In 2013, Edward Snowden unleashed an earthquake, of which aftershocks are still being felt. The revelation that spy agencies in the US, UK, Canada and Australia were working to undermine online encryption and had built backdoors in to the internet services we all use was shocking.
Until Snowden, most of us assumed our private online activity was private. But the disclosures – like that in which Skype had allowed collection of users’ video calls, for example – have shaken everyone’s faith in online anonymity.
We used to assume Terms & Conditions had our backs, that the legalese we have little choice but to click on would work in our interests, as well as our software makers’. But that assumption has turned out to be misplaced.
Is anyone fighting back?
Sometimes it takes a victim to act first. Brazil, whose own president was reportedly a target of NSA spying, last year passed an “internet constitution” limiting gathering and sharing of metadata about internet users by ISPs and other companies. Elsewhere, too, efforts are underway to put our privacy back under lock and key. Unfortunately, however, they are not going so well:
Last year, Tim Berners-Lee, credited with having “invented” the Web, called for “a global constitution, a bill of rights” for the internet. Berners-Lee is advocating a document like the Magna Carta , England’s “Great Charter” that was amongst the world’s first system of codified rights in the 13th century, and has forwarded his wish through a campaign, The Web We Want .
But the 800th anniversary of the Magna Carta passed in June with the initiative having gained barely a fraction of the traction of the Web he gave the world – and with good reason. Like John Perry Barlow’s seminal A Declaration Of Independence Of Cyberspace before it, nearly 20 years ago, the global push fails to take in to account that laws which could bring it about are national, not international in nature. Only politicians can bring about the change.
Europe is trying to write protections in to the laws of its members states. Having decided to write new guidelines to data protection and privacy to update the 20-year-old EU Data Protection Directive, the European Commission has tabled the so-called General Data Protection Regulation (GDPR).
These new rules would apply even to companies outside of Europe, requiring software ships with privacy settings on high by default and threatening companies that fall victim to data breaches with a fine of up to two percent of global revenue.
The whole thing is brilliant in theory but, after first being tabled in 2013, it is reckoned the regulation is stuck in lengthy discussions and is not expected to be implemented until at least 2017/18. This is too slow – a lag which means citizens’ privacy is still being abused today.
Bill Of Rights
There are opportunities for individual countries to act sooner. The UK government’s plan to scrap the Human Rights Act in favour of a British Bill Of Rights provides a chance to write in digital privacy protections. But the ruling Conservative party’s position on privacy is not a strong one, and the logic in abandoning the Human Rights Act at all is, itself, questionable.
Indeed, as it is governments themselves which are doing the digital snooping, there does not appear to be the motivation necessary to bring about pro-consumer change.
In other words, don’t go expecting your government to safeguard your rights any time soon.

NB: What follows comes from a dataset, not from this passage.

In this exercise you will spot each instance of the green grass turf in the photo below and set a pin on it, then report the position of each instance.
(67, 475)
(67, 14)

In the space left by their inaction, we are now seeing corporate initiatives emerge. CEO Tim Cook has recently used keynote speeches to criticise rival companies’ policies of monetising user data for purposes like advertising. Through Apple’s “privacy built-in” initiative , Cook is stealing a march on the whole topic.

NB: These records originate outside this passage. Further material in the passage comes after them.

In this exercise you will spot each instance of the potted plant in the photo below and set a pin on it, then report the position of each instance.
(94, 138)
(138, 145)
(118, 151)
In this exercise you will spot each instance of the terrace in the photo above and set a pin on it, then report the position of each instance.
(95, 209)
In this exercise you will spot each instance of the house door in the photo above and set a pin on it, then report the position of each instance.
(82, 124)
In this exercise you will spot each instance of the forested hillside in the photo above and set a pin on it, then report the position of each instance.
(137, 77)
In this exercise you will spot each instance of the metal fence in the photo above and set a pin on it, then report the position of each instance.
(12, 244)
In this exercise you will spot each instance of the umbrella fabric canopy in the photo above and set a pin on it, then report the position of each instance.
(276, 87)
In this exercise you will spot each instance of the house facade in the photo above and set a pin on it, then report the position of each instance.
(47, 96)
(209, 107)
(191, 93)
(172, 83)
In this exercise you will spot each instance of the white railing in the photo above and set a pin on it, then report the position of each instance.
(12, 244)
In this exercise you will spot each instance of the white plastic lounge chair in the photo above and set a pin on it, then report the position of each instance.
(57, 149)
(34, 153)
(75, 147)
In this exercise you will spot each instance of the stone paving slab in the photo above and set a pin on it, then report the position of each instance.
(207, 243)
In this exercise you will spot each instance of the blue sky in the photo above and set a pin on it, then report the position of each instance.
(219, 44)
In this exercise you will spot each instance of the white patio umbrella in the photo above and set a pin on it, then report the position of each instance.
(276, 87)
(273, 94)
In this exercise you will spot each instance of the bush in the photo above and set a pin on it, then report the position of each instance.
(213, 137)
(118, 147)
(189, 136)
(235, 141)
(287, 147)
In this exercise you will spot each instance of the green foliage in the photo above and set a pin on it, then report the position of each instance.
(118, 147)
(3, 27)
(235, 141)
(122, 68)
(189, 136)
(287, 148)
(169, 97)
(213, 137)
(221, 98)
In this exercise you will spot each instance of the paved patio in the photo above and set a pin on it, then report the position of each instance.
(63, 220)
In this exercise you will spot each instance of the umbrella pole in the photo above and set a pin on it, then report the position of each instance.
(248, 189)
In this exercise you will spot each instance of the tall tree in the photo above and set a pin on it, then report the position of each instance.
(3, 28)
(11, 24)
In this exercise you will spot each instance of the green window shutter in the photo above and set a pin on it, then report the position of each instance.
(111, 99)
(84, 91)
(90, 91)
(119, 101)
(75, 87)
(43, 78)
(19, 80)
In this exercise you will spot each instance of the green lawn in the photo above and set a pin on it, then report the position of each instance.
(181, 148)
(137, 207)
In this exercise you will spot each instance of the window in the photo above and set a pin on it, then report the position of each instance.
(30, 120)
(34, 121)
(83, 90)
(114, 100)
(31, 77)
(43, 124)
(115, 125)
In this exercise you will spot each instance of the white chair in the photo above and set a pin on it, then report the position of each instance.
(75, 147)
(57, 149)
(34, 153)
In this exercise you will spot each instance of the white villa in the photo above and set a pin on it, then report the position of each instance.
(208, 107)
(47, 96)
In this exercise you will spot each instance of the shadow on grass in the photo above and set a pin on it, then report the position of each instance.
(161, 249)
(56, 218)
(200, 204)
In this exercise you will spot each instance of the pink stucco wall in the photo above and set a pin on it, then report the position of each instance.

This should be a good thing. But it is hard to read Cook’s conviction as anything other than a cynical brand positioning exercise – differentiating Apple from Google and Facebook, whilst simultaneously appealing to civic-minded citizens in a post-Snowden world. Remember, this is the same Apple whose iPhone gives “total access” to the NSA , according to one security researcher and Snowden’s lawyer .
I’m not saying tech companies shouldn’t both act on a belief that their products should do a better job at safeguarding anonymity, and shout about the fact if and when they give that to us.
But we shouldn’t let one giant be seen as the sole, compliant arbiter of anonymity on the net. Consumers use scores of online services and technology gadgets. We should demand that every one of them bake anonymity and privacy in at their core.
In lieu of concerted action by either governments or the tech industry en masse, I think the road to anonymity lays in provision that exists in a middle ground. Imagine a common anonymity standard that is adopted by all developers and manufacturers, a simple system that could be signed up to by compliant companies who could proudly display a badge to indicate their offering.
It’s the kind of system already in place around the world to indicate food nutrition, restaurant cleanliness and the environmental credentials of white goods, for example.
If we look hard, we can already see the basis of just such a system coming in to view. In mobile operating systems, Android already does a great job of letting users know which permissions apps want to use and why, allowing them to block certain information – like location or contacts lists – from developers. And Apple is getting there with its latest iOS, too.
The future of digital privacy may lay in adopting a similar system – a commonly-understood framework for what constitutes anonymity and when – across all of our digital activities. But, to bring that future about, consumers are going to have to seek it out.